I did that. I made far too much yeasted dough last Saturday, and stored it in the fridge, taking out just enough for a loaf every couple of days and a pizza crust. It still rose well yesterday. There was a cup left over, so I mixed it with some more flour and water at a 5:3 ratio, and added salt. This took a few hours to get started, much longer than the Saturday batch, but it did double in size eventually. I put it in the fridge to slow-proof, and I’ll make more bread tomorrow morning.
I didn’t. This was an experiment in propagating the older batch as a “mother” to the new batch. I just set a loaf out for a final rise, and we’ll see in a couple of hours whether it worked.
Success! The dough was a little wet, and so spread out in the baking tin, but it rose well enough for a good crumb. So, that’s the ticket for now, reserve a cup or so of dough and mix it in with fresh flour, water and salt, let it proof overnight in the fridge and then rise for a couple of hours in the baking tin.
I’ve found that there are two meanings for “proofing”, when you dissolve active dry yeast in a little water and maybe a little sugar or honey, and let it sit for 10-15 minutes until it starts to bubble, and as a synonym for rising after the ingredients, including salt, are mixed. I meant the latter, just a long and slow rise in the fridge.
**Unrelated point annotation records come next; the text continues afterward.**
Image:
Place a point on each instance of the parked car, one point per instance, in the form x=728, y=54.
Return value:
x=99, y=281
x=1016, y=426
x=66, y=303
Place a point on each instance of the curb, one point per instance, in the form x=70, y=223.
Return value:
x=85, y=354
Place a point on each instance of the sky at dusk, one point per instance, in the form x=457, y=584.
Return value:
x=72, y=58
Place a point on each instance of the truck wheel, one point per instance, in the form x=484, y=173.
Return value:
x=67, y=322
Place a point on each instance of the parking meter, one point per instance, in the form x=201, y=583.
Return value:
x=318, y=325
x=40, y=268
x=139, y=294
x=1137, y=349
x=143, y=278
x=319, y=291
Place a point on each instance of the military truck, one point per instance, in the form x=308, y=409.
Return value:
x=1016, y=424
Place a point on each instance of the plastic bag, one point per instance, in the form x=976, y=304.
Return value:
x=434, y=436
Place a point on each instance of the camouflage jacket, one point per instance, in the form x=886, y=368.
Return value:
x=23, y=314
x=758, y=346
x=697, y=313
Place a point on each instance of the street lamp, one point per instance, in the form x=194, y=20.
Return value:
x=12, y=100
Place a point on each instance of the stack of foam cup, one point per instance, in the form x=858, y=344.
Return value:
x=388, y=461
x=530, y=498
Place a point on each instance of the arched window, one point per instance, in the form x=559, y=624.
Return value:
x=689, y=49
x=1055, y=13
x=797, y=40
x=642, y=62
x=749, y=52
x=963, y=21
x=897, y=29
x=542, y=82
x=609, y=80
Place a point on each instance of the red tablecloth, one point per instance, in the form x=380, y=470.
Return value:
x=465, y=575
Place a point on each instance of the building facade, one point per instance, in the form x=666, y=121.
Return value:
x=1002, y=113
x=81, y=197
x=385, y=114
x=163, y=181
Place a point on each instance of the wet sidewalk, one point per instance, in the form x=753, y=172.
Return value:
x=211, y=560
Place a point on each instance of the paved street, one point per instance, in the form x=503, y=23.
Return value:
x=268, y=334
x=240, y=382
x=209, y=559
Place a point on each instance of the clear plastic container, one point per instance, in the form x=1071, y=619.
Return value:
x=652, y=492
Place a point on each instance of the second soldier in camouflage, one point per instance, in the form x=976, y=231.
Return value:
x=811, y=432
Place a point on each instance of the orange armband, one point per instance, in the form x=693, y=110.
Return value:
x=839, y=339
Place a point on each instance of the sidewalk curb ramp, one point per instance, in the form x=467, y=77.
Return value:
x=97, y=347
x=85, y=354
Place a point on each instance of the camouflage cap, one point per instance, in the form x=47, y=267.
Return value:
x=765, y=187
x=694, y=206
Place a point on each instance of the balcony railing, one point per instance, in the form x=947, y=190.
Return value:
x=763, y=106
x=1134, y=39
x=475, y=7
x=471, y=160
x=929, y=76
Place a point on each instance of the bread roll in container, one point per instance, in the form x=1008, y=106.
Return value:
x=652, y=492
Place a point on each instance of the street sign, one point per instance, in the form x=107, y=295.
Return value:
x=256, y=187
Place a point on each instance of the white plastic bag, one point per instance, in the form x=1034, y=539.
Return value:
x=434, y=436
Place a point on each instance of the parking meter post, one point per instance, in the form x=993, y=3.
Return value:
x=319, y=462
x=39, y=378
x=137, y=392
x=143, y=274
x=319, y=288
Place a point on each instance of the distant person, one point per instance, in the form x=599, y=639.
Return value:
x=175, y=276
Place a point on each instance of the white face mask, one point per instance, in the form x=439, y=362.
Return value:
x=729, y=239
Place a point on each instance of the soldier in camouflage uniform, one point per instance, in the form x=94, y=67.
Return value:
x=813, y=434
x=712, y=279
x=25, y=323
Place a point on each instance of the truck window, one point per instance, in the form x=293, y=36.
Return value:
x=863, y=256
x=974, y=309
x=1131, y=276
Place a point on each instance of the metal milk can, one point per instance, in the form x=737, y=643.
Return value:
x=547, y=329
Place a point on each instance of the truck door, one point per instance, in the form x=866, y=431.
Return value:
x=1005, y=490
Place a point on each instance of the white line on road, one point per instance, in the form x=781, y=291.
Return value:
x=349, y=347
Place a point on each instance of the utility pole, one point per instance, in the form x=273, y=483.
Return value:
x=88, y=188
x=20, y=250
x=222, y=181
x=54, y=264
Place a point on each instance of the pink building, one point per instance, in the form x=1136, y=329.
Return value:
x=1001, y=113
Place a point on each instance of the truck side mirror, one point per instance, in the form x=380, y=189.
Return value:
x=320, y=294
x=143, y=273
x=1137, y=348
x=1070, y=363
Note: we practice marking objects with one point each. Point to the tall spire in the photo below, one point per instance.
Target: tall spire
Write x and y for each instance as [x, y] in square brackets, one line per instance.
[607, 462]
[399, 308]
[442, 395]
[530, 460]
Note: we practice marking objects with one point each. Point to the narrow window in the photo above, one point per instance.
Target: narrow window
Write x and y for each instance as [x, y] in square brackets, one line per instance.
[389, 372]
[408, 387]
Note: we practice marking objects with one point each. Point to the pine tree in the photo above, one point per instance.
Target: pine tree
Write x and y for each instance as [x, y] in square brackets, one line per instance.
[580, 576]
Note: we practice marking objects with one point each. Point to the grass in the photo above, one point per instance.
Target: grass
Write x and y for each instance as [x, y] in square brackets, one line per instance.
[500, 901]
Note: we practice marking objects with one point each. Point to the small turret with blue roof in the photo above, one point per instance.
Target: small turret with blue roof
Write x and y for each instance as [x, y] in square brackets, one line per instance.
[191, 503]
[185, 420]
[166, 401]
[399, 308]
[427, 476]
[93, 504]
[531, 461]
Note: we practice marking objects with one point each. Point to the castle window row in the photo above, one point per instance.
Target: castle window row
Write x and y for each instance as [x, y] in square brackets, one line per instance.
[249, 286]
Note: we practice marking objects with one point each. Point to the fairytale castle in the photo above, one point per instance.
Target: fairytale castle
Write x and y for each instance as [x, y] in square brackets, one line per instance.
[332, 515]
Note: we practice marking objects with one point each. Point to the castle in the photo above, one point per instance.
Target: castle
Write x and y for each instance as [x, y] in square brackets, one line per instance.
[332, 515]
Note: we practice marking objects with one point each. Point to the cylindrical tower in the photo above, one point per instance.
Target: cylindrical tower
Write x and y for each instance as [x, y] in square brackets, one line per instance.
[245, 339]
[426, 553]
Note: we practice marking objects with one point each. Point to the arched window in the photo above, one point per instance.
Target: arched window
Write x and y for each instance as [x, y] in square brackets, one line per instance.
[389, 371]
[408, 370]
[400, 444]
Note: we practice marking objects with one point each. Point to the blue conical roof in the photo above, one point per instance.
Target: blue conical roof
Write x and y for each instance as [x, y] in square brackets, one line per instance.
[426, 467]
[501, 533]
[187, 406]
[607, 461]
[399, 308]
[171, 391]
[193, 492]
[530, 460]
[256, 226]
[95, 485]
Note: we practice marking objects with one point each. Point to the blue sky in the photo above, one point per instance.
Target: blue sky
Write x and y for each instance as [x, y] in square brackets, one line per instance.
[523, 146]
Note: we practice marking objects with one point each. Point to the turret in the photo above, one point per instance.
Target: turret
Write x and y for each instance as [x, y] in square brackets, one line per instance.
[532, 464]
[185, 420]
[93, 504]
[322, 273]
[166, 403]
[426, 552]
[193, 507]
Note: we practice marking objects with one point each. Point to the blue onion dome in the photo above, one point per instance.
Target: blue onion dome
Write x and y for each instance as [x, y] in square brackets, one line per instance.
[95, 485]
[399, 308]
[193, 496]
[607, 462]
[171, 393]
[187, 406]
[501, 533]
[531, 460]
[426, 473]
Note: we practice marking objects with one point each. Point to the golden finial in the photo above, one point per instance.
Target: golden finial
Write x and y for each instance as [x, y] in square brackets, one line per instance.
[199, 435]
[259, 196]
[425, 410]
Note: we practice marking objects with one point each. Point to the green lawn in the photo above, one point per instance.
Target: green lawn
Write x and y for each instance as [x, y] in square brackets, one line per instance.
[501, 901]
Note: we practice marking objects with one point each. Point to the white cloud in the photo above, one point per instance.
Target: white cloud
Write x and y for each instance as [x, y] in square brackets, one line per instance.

That dough I made back in April lasted until about a week ago. I reserved some of the dough from each batch and used it to make subsequent batches. It finally petered out after a month, and I started again with another packet of instant yeast (which doesn’t need proofing in the first sense of the word). I lucked into a regular source of yeast from our local hippie bakery, so I’m all set, going forward.
The first is a good way to always check that your yeast is alive.
I think it also activates it faster than tossing the whole lot of ingredients together a la the no knead recipes I tend to favor. Maybe it’s in my head, but I think I get a better outcome when I do vs when I don’t.